Mais, ce n'est pas ce pas mon propos. Ce que j'ai voulu dire ici, tenait plus de la remarque sur le temps qui passe, le monde et les gens qui changent et les moeurs qui évoluent...

Septularisen

avatar 19/11/2020 @ 13:47:15
Oui, et la question est vite réglée, à cette époque il n'y avait pas de touristes, croyez moi !


Et encore... Oui!
Même remarque que juste au-dessus.

Fanou03
avatar 19/11/2020 @ 13:53:01
Ah incroyable j'ai retrouvé sur mon PC le documentaire "La Rose de Tirana" que j'évoquais plus haut avec un début sur l'invasion italienne et l'ambiance en Albanie à la fin des années 1930. C'est gros par contre (1,5 Go) donc c'est long à mettre sur un espace de stockage et long à télécharger pour ceux qui n'ont pas la fibre je pense.

Si cela intéresse quelqu'un je peux essayer de voir pour couper le documentaire et ne mettre quelque part à disposition que le début qui porte sur l'invasion italienne et l'Albanie au temps roi Zog 1er (après c'est l'histoire de la famille royale en exil, c'est très "people" quoique pas inintéressant si mes souvenirs sont bons).

Tistou 19/11/2020 @ 14:49:02


Il faut faire la nuance entre 'touriste' et 'étranger'.... Ca n'est pas la même chose. Du moins, de mon point de vue.



Euh... Oui.
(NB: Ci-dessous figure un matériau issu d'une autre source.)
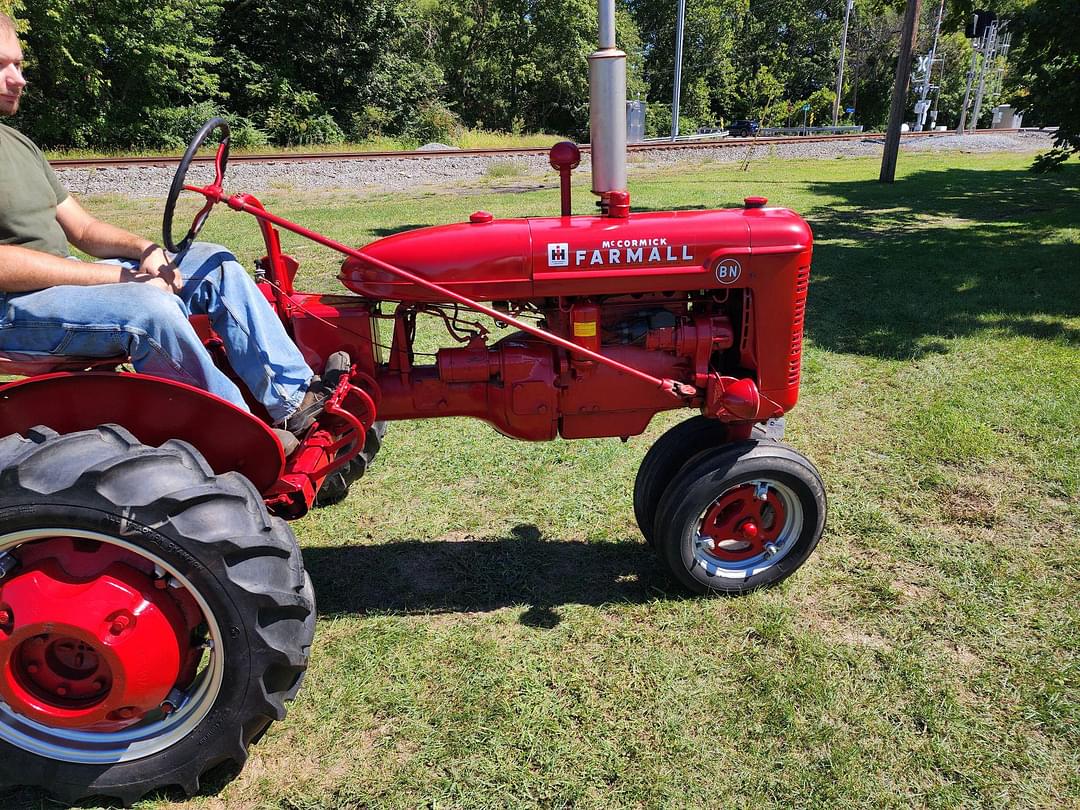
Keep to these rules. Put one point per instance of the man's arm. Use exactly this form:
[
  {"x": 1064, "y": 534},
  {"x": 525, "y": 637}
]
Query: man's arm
[
  {"x": 90, "y": 234},
  {"x": 105, "y": 241},
  {"x": 23, "y": 270}
]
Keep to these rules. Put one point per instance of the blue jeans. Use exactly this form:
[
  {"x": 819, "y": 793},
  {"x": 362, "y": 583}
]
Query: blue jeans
[{"x": 152, "y": 328}]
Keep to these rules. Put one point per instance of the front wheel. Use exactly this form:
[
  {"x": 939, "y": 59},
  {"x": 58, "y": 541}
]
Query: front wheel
[
  {"x": 153, "y": 617},
  {"x": 741, "y": 517}
]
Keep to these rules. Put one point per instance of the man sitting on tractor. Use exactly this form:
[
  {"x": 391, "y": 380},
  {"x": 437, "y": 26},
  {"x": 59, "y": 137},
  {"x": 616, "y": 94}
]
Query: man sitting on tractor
[{"x": 136, "y": 300}]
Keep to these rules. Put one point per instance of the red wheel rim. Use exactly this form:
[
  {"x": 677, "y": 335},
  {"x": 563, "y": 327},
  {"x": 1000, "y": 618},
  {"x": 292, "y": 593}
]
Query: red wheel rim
[
  {"x": 91, "y": 642},
  {"x": 741, "y": 524},
  {"x": 107, "y": 652}
]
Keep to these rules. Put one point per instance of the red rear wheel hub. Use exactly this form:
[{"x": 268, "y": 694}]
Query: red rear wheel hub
[
  {"x": 89, "y": 636},
  {"x": 741, "y": 525}
]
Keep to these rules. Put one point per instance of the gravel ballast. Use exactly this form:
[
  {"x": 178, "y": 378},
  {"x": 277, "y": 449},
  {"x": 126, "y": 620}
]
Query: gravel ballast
[{"x": 399, "y": 174}]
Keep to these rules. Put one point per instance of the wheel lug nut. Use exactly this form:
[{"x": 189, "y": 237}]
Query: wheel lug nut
[{"x": 120, "y": 624}]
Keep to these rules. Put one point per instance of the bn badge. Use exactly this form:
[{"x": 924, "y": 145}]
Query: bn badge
[{"x": 728, "y": 271}]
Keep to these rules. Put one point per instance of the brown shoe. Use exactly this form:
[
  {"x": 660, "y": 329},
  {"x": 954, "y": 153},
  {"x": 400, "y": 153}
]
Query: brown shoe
[
  {"x": 311, "y": 406},
  {"x": 314, "y": 397},
  {"x": 288, "y": 442}
]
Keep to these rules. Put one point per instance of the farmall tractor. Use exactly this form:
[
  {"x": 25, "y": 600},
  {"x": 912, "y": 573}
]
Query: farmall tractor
[{"x": 154, "y": 611}]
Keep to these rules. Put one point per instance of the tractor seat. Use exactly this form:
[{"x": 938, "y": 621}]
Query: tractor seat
[
  {"x": 30, "y": 364},
  {"x": 27, "y": 364}
]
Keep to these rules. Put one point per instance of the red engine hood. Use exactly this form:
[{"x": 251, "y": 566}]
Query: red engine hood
[{"x": 495, "y": 259}]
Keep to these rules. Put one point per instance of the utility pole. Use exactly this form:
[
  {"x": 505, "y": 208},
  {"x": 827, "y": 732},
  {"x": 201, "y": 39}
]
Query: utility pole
[
  {"x": 967, "y": 90},
  {"x": 679, "y": 23},
  {"x": 839, "y": 69},
  {"x": 923, "y": 105},
  {"x": 900, "y": 92},
  {"x": 989, "y": 53}
]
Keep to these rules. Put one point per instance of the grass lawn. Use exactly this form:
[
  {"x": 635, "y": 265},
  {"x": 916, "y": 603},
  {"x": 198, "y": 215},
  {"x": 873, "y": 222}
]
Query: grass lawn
[{"x": 495, "y": 633}]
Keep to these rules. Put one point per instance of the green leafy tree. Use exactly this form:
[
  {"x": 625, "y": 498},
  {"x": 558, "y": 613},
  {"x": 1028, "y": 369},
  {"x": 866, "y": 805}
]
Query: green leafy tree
[
  {"x": 514, "y": 65},
  {"x": 105, "y": 73},
  {"x": 310, "y": 69},
  {"x": 1047, "y": 78}
]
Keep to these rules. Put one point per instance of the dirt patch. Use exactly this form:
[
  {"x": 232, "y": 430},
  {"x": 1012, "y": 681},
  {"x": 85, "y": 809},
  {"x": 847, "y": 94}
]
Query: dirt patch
[{"x": 974, "y": 501}]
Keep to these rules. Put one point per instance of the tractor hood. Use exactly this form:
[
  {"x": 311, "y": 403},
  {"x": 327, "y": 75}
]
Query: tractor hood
[{"x": 502, "y": 259}]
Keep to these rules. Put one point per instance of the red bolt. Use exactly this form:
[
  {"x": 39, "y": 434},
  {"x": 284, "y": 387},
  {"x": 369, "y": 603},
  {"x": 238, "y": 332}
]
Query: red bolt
[{"x": 120, "y": 624}]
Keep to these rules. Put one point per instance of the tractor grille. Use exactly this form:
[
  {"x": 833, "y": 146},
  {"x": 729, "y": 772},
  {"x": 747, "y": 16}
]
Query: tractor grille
[
  {"x": 795, "y": 355},
  {"x": 745, "y": 349}
]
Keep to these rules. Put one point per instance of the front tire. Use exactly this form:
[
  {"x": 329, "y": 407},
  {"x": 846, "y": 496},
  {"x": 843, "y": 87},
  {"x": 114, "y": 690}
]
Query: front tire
[
  {"x": 741, "y": 517},
  {"x": 667, "y": 456},
  {"x": 219, "y": 643}
]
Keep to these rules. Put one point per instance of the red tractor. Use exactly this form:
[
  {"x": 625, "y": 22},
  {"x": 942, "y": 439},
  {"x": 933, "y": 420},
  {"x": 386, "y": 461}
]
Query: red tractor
[{"x": 154, "y": 611}]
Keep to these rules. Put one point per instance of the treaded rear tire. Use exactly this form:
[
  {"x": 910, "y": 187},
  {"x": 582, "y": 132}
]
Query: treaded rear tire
[{"x": 213, "y": 528}]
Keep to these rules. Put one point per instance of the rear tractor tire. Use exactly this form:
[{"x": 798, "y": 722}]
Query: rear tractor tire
[
  {"x": 740, "y": 517},
  {"x": 153, "y": 617}
]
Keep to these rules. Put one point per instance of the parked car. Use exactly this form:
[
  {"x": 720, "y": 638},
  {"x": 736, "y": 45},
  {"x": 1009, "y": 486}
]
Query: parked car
[{"x": 743, "y": 127}]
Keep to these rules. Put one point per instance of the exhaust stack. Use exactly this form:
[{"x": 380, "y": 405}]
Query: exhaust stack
[{"x": 607, "y": 110}]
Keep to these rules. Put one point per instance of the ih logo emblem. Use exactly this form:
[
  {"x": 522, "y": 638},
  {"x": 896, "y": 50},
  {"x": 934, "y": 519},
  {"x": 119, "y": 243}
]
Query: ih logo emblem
[
  {"x": 558, "y": 254},
  {"x": 728, "y": 271}
]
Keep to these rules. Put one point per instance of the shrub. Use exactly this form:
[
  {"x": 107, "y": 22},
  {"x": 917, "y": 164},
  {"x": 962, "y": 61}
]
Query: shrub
[{"x": 434, "y": 122}]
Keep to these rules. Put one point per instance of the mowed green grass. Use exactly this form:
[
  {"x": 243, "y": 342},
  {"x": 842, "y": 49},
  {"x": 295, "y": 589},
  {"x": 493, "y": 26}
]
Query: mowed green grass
[{"x": 495, "y": 633}]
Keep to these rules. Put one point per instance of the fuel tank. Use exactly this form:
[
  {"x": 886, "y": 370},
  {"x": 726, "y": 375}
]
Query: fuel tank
[{"x": 505, "y": 259}]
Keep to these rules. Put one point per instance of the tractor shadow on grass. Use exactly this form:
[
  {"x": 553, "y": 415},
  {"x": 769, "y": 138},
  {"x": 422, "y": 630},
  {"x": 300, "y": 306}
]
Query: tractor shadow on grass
[
  {"x": 472, "y": 576},
  {"x": 899, "y": 270}
]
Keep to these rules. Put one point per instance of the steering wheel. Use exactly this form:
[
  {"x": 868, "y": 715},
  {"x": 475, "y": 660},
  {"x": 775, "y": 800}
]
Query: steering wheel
[{"x": 220, "y": 161}]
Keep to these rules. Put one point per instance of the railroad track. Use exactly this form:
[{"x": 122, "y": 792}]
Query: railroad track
[{"x": 499, "y": 151}]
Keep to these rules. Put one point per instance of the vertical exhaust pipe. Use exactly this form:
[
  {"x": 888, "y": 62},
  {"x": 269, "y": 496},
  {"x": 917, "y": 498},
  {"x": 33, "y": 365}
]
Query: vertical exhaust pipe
[{"x": 607, "y": 109}]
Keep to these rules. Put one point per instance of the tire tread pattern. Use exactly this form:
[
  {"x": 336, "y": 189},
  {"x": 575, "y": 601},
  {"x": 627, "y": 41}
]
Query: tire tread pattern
[{"x": 223, "y": 517}]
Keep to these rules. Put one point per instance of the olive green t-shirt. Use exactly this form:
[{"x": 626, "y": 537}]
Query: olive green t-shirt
[{"x": 29, "y": 193}]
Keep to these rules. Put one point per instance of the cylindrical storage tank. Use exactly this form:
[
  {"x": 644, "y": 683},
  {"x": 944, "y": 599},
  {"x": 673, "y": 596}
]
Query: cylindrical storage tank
[{"x": 607, "y": 119}]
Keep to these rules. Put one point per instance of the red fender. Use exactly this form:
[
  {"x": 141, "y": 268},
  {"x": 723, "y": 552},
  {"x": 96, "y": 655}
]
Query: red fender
[{"x": 153, "y": 409}]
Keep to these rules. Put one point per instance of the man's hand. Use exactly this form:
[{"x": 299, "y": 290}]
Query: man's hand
[{"x": 162, "y": 272}]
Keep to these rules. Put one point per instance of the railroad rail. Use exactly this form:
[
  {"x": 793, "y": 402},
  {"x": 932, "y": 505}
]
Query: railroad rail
[{"x": 496, "y": 151}]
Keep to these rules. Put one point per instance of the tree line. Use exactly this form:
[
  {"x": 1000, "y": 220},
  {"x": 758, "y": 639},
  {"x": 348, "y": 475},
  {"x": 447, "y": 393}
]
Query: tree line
[{"x": 122, "y": 73}]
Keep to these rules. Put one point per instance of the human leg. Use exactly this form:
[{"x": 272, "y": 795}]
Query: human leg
[
  {"x": 258, "y": 348},
  {"x": 147, "y": 324}
]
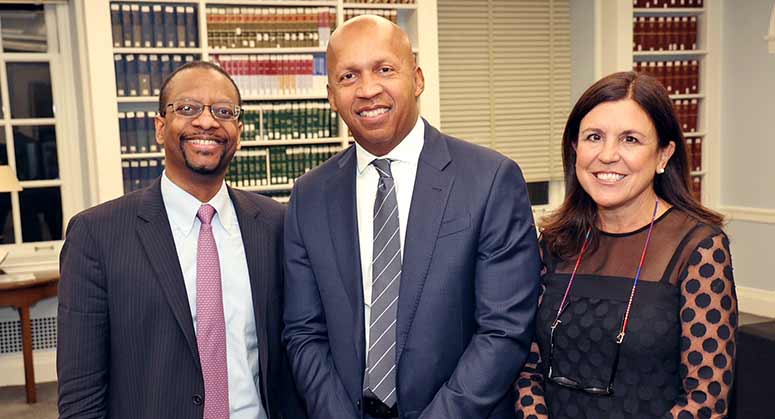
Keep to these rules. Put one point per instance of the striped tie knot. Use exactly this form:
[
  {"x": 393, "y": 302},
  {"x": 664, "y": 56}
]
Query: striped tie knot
[{"x": 205, "y": 214}]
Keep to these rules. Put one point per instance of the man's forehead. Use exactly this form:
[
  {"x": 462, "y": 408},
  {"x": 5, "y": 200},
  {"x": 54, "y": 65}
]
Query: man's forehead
[{"x": 193, "y": 80}]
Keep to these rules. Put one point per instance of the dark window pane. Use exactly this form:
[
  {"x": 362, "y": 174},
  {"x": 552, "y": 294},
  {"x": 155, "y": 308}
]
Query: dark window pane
[
  {"x": 6, "y": 219},
  {"x": 3, "y": 148},
  {"x": 29, "y": 86},
  {"x": 41, "y": 210},
  {"x": 538, "y": 193},
  {"x": 36, "y": 152},
  {"x": 24, "y": 28}
]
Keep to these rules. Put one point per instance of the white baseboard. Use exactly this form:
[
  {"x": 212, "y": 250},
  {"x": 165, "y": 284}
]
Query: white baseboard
[
  {"x": 12, "y": 367},
  {"x": 756, "y": 301},
  {"x": 757, "y": 215}
]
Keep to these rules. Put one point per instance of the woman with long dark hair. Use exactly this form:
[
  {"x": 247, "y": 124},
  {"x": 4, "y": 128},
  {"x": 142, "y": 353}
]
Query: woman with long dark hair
[{"x": 638, "y": 312}]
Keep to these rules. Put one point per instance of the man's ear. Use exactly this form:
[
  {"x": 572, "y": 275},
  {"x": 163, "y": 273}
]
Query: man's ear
[
  {"x": 331, "y": 98},
  {"x": 419, "y": 82},
  {"x": 159, "y": 122}
]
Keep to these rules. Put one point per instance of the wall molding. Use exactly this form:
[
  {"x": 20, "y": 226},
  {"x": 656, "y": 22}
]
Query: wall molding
[
  {"x": 12, "y": 367},
  {"x": 756, "y": 215},
  {"x": 756, "y": 301}
]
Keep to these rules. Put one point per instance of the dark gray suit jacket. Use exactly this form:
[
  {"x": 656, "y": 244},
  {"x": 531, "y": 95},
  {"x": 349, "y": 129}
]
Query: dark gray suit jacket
[
  {"x": 468, "y": 291},
  {"x": 126, "y": 344}
]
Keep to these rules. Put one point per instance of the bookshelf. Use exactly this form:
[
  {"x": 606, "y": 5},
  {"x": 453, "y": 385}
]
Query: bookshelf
[
  {"x": 679, "y": 42},
  {"x": 669, "y": 43},
  {"x": 275, "y": 51}
]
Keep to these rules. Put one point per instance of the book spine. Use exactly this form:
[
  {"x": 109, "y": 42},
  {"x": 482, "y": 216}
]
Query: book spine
[
  {"x": 115, "y": 25},
  {"x": 146, "y": 26},
  {"x": 143, "y": 75},
  {"x": 157, "y": 18},
  {"x": 170, "y": 27},
  {"x": 120, "y": 67},
  {"x": 192, "y": 27},
  {"x": 180, "y": 25},
  {"x": 132, "y": 81},
  {"x": 137, "y": 30}
]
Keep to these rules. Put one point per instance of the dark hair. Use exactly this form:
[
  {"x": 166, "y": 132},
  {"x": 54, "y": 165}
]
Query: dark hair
[
  {"x": 563, "y": 231},
  {"x": 205, "y": 65}
]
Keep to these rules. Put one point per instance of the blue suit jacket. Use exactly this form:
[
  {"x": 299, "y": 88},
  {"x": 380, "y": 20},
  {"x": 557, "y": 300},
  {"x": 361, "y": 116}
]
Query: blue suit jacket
[{"x": 468, "y": 289}]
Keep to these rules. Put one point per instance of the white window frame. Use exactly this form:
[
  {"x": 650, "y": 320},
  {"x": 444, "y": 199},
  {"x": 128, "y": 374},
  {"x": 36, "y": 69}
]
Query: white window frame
[{"x": 45, "y": 254}]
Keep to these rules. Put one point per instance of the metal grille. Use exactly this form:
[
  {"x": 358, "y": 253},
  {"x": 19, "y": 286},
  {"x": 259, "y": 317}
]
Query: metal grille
[{"x": 44, "y": 335}]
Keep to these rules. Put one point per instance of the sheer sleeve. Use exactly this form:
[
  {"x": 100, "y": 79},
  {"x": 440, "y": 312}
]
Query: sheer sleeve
[
  {"x": 529, "y": 385},
  {"x": 708, "y": 325}
]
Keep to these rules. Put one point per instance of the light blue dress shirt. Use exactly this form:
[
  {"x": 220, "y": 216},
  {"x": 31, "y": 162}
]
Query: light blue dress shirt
[{"x": 241, "y": 337}]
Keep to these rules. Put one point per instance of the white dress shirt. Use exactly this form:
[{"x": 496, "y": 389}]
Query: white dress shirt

Après a moins de faire du tourisme dans son propre pays, généralement les touristes sont des étrangers...

Mais, ce n'est pas ce pas mon propos. Ce que j'ai voulu dire ici, tenait plus de la remarque sur le temps qui passe, le monde et les gens qui changent et les moeurs qui évoluent...

Généralement les touristes sont des étrangers, certes. Mais tous les étrangers ne sont pas touristes. Il y a ceux qui travaillent sur place (détachés par leurs sociétés, les fonctionnaires des Affaires Etrangères), les hommes d'affaires, ... Ceux-là ne sont pas des touristes et se retrouvent généralement dans la capitale et les quelques gros centres urbains.

Pieronnelle

avatar 20/11/2020 @ 14:42:56
Bon je suis arrivée au Véme chapitre. Le moins qu'on puisse dire c'est qu'il s'agit d'une situation bien étrange, tous ces morts à désenterer c'est bien macabre. Ce général est particulier également, ses reflexions sont compréhensibles compte tenu des circonstances et au début on le pense assez froid et sans émotion ; mais en fait il est plus complexe que ça. Plus on avance et on le sent plus touché . Tout se déclanche par le dialogue avec le prêtre personnage antipathique et glacial,. Au debut de ce dialogue on a le sentiment d'assister à une pièce de théâtre conventionnelle voire assez fade avec des dialogues sans intérêt , impression bien sûr confortée par la reflexion même du Général...
"savez-vous, dit-il, j'ai remarqué que les propos que nous échangeons depuis trois jours rappellent étrangement les dialogues de certaines pièces de théâtre modernes, au reste bien ennuyeuses"
On comprend mieux alors les intentions de l'auteur...l'alcool aidant le Géneral va pousser ce prêtre dans ses retranchements. Bizarre par contre ce soupçon concernant le prêtre et la jolie veuve... Mais il est clair que le géneral a besoin de se distancer de cette opération macabre et je le trouve assez touchant dans ce désir de se faire une carapace. Beaucoup de reflexions interessantes dans la poursuite de ce dialogue non désiré pourtant par le prêtre qui, pour le moment, ne fait pas preuve de beaucoup d'humanité, et laisse même voir sa haine et son rejet de ce peuple albanais...
J'ai beaucoup aimé lorsque le général retourne dans sa chambre et se rappelle de tous ces pauvres gens venus lui demander de rechercher ou prendre soin de leurs morts ; quelle épreuve que cette mission !

Pieronnelle

avatar 20/11/2020 @ 15:01:20
Quelqu'un peut-il me dire ce qu'il comprend exactement dans la phrase :
"Parce que nous avons la même patrie que ces malheureux"...Quelle patrie?

SpaceCadet

avatar 20/11/2020 @ 17:22:52
Quelqu'un peut-il me dire ce qu'il comprend exactement dans la phrase :
"Parce que nous avons la même patrie que ces malheureux"...Quelle patrie?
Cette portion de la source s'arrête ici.